僕は今まで書いてきた中で、こういう類のマニュアル本を否定してないし、むしろ参考程度にするには有意義だけども、バイブルにするのは危険 ・・・といったようなニュアンスでコメントして来ました。
今回は、その意味を書いていきます。

 過去の記事で、
   「面接官の経験値 」 「面接攻略本について 」  というものを書きました。実はこの2つを複合的に分析すると、ある方向性が見えてきます。判るでしょうか?   僕が一番最初にいた会社については、名前こそ出していませんが、判る人は判ると思います。その会社は支店・営業所を全国展開しており、地区別に拠点を統轄しています。

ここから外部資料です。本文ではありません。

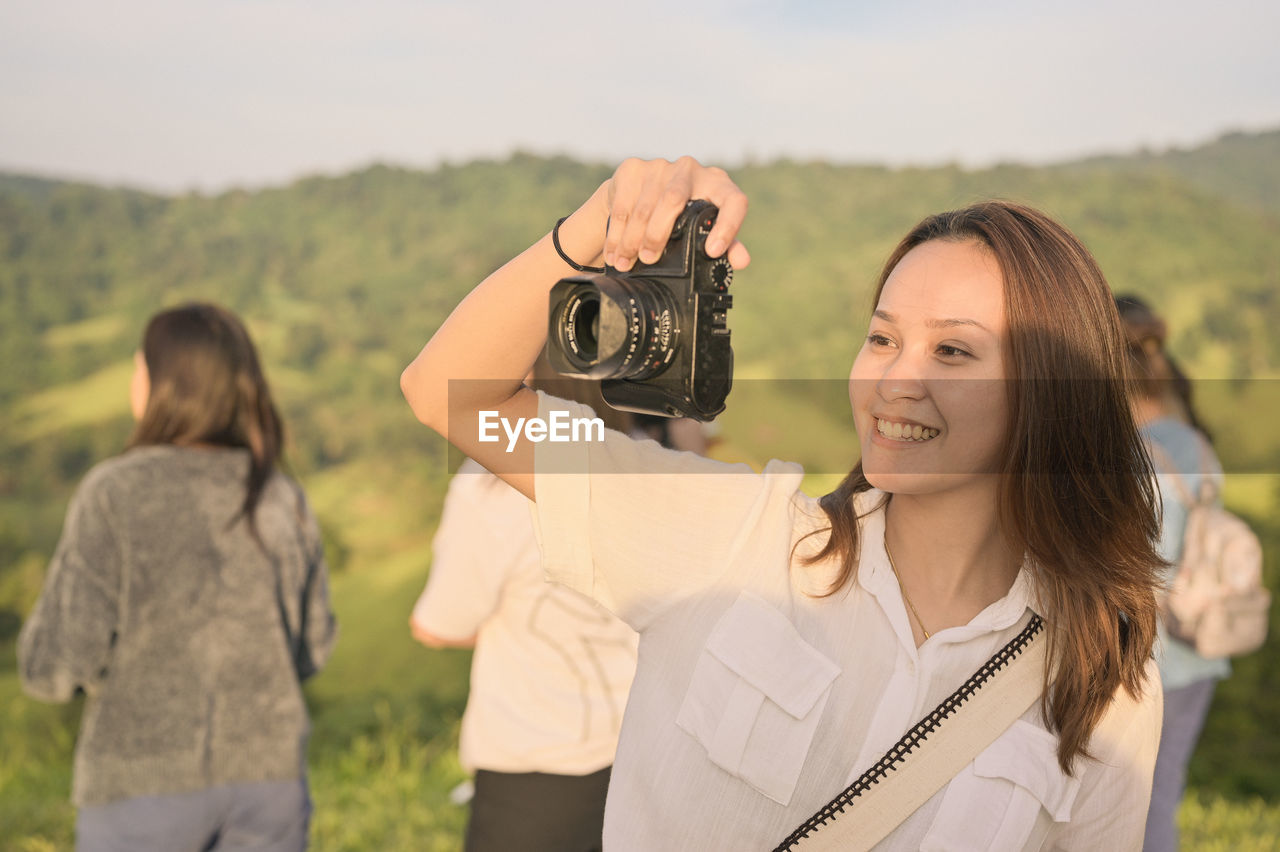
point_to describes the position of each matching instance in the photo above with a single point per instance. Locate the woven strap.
(932, 752)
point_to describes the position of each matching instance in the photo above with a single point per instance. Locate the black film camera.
(657, 335)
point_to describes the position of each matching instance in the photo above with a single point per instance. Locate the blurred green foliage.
(342, 279)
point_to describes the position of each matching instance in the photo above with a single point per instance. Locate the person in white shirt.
(551, 670)
(787, 642)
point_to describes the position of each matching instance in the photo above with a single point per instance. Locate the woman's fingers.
(647, 197)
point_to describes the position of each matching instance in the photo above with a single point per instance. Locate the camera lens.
(615, 328)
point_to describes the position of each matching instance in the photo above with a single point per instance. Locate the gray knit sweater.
(165, 613)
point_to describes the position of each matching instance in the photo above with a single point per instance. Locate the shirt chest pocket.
(757, 696)
(1008, 797)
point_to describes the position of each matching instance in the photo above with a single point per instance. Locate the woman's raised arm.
(476, 361)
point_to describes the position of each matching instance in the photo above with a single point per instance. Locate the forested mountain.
(342, 279)
(1242, 166)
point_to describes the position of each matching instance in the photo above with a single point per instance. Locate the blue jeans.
(1185, 710)
(265, 816)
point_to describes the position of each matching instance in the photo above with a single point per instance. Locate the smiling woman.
(790, 645)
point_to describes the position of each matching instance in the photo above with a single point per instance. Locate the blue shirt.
(1179, 663)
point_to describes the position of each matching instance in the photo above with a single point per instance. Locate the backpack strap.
(932, 752)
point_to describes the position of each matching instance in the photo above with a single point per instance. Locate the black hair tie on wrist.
(566, 257)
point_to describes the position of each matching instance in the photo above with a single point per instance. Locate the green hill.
(342, 279)
(1240, 166)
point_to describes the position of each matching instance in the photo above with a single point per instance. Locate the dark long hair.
(1075, 493)
(208, 388)
(1153, 371)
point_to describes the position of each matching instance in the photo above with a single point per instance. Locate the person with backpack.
(1184, 459)
(187, 599)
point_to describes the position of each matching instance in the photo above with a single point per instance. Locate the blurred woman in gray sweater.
(188, 599)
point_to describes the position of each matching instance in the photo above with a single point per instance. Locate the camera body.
(657, 335)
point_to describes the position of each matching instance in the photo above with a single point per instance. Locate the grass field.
(385, 711)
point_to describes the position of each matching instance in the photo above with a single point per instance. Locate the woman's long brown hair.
(208, 388)
(1077, 489)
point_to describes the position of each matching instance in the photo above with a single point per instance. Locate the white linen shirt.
(755, 701)
(551, 670)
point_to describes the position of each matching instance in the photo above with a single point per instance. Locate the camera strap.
(932, 752)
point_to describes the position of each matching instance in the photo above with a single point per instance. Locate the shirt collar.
(876, 576)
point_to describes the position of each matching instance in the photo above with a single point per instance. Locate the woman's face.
(927, 386)
(140, 386)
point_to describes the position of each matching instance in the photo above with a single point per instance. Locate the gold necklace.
(905, 596)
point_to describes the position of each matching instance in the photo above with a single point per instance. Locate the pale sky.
(173, 95)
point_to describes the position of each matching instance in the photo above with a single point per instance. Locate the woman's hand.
(644, 198)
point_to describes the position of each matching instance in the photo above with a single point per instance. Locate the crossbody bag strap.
(932, 752)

各地区には地区部長と呼ばれるボスがいて、その地区が管轄する拠点で勤務する営業マンを面接することがあるんです。  これは一つの事例ですが、世の中の会社(特に大手営業会社)では、新卒エントリーがあまりにも多く、人事部だけで面接をやることが現実的に不可能なので、営業部隊の責任者に面接させる場合があります。  また、「面接官の経験値」でも触れたように、面接のスキルが高くない人事担当が面接官となる場合があります。  さて、一方で市販の攻略本ですが、持ってる人は、もう一回読み返してほしいんですが、本的にはこういった本の文章構成は、Q&A方式の場合がほとんどですよね? 例えば、  質問例 ; 「あなたが学生時代一番力を注いだことは何ですが?」  回答例 ; 「私は、○○のアルバイトを3年間続けてやってきました。そこで~ ・・・」 なんていうことがまず書いてあって、ここがポイント!とかいって、こういった質問はこういう意図があるので、このように前向きな表現でアピールすべし!とか判りやすく書いてありますよね?    どんな攻略本でも、それを専門にしている人が真剣に書いている本ですから、それなりに使える内容だとは思います。  しかし、どの攻略本を見ても書いていない (あるいは、書いてあっても重要視してない) ので、見えないけれども、全ての本が大前提にしている定義があります。それは、  「質問をしている面接官が全て採用面接のスキルがあるヒトで、質問の意図も本質も理解している」   ということなんです。この定義があるからこそ、以下に続く回答で、こういう表現をしなさいとか、これはマズイ言い方だ、とか言及できるんです。  しかし、現実の面接では、先に書いたように、全ての面接官にスキルがある訳ではありません。 もちろん全ての人がそうだとは言わないけども、営業系の部長クラスの人や人事経験の乏しい人は、ヒトを専門的に分析した経験に欠けるので、自分の主観で判断しがちです。極論すると、「俺が気に入ったから合格なんだあー!」的な発想。  こうなるともう、攻略も何もあったもんじゃない。  「○○株式会社の▲▲部長対策用面接攻略マニュアル」 なんて、会社ごとの、それこそ大学入試の赤本のように、無数の攻略本が巷に溢れかえることになってしまいます。  これこそが、市販の攻略本の落とし穴です。面接はヒトとヒトとのコミュニケ-ション。これも以前書きました。現実は、マニュアルが全て通用するほど、単純ではない世界です。強いて攻略本に書いてあることが通用するとすれば、それは最終面接でしょう。でも最終面接を担当するヒトは、経験豊富なため、マニュアル通りでは、すぐに化けの皮が剥がれます。   つまり自分で考えず、本に書いてあることを鵜呑みにしても意味がない、ということなんです。 繰り返しますが、攻略本を参考にすることは有意義です。武器としては最高。どういう風な構成で話せばよいか、なんていうことが学べるからです。  その辺を今一度考えてみて、攻略本を正しく利用して下さい。